I think the worst part was the sense that it was inescapable and unavoidable – somehow my due lot in life. “Just ignore them” was the best I could do, and I did it with all my heart, magnifying my own torment with the belief that I was irretrievable and beyond help. Of course, back then it might not have helped going to the teachers with it. I wasn’t bruised or bleeding. But I wish I had tried. Who knows – it might even have helped the bullies.

Perhaps it was because I wasn’t good at blending in. I was always bored by mindless conformity. Maybe it was worse being at an all female school, but whatever the reasons, not conforming was a dreadful crime that never went unpunished.

That wasn’t all it was though. Other girls were different in more visible ways than I ever was, and they didn’t seem to attract the same level of torture (although it may be that I was too miserable to notice).

In the grip of adolescent angst and uncertainty, it seemed clear that I somehow deserved it. I was not able to get through school in harmless obscurity.

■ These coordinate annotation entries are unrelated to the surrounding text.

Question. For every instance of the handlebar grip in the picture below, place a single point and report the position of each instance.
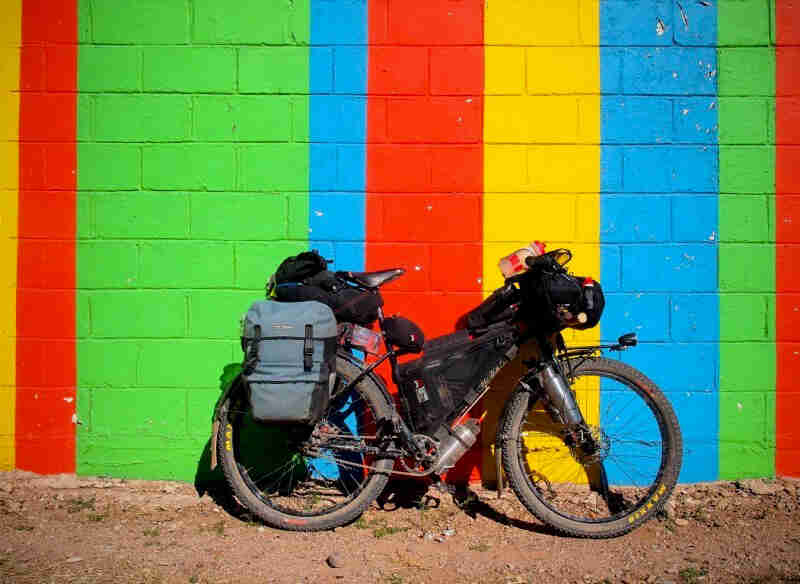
(533, 261)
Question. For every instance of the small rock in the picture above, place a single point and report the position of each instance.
(759, 487)
(335, 561)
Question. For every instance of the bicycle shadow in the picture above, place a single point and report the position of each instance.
(473, 506)
(415, 494)
(211, 482)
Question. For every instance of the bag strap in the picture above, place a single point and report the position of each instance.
(308, 348)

I had to admit to not liking the colour pink, or give a different answer to questions in class. I was always getting myself noticed.

Oddly enough, it didn’t teach me to keep my head down. Perhaps at 185cm tall that was always going to be too much to ask. I still have a tendency to put myself in the line of fire – particularly if I think something is unjust.

It strikes me as strange, in hindsight, that no passer-by ever intervened. Of all the other girls who must have seen it (and there were over 350 in my year level alone), not one ever turned around and said “hey, stop it. That’s mean.” Perhaps they didn’t realise the extent of it. Perhaps they were glad it wasn’t them. Perhaps they, too, thought I deserved it.

These days, anti-bullying campaigns in schools focus heavily on passers-by. Or more accurately, on not passing by. On stepping in and calling attention to the bullying.  They call it “Bystander Training”. Last year when my daughter was bullied a little in prep, her friends, some older kids, and even the grade sixes in her school rallied around her. There is a culture of looking out for each other in that school that is wonderful to see.

It is the intense sense of helplessness and unworthiness that makes it so hard for the victims of bullying to stand up for themselves. Imagine the profound effect it could have for a bystander to stand beside them and say “that’s not fair. Stop it.”

I believe the strongest impact we can have on the world is to stand up for what’s right. To speak out against injustice, stop to help those who need a hand, and to teach our children to do the same.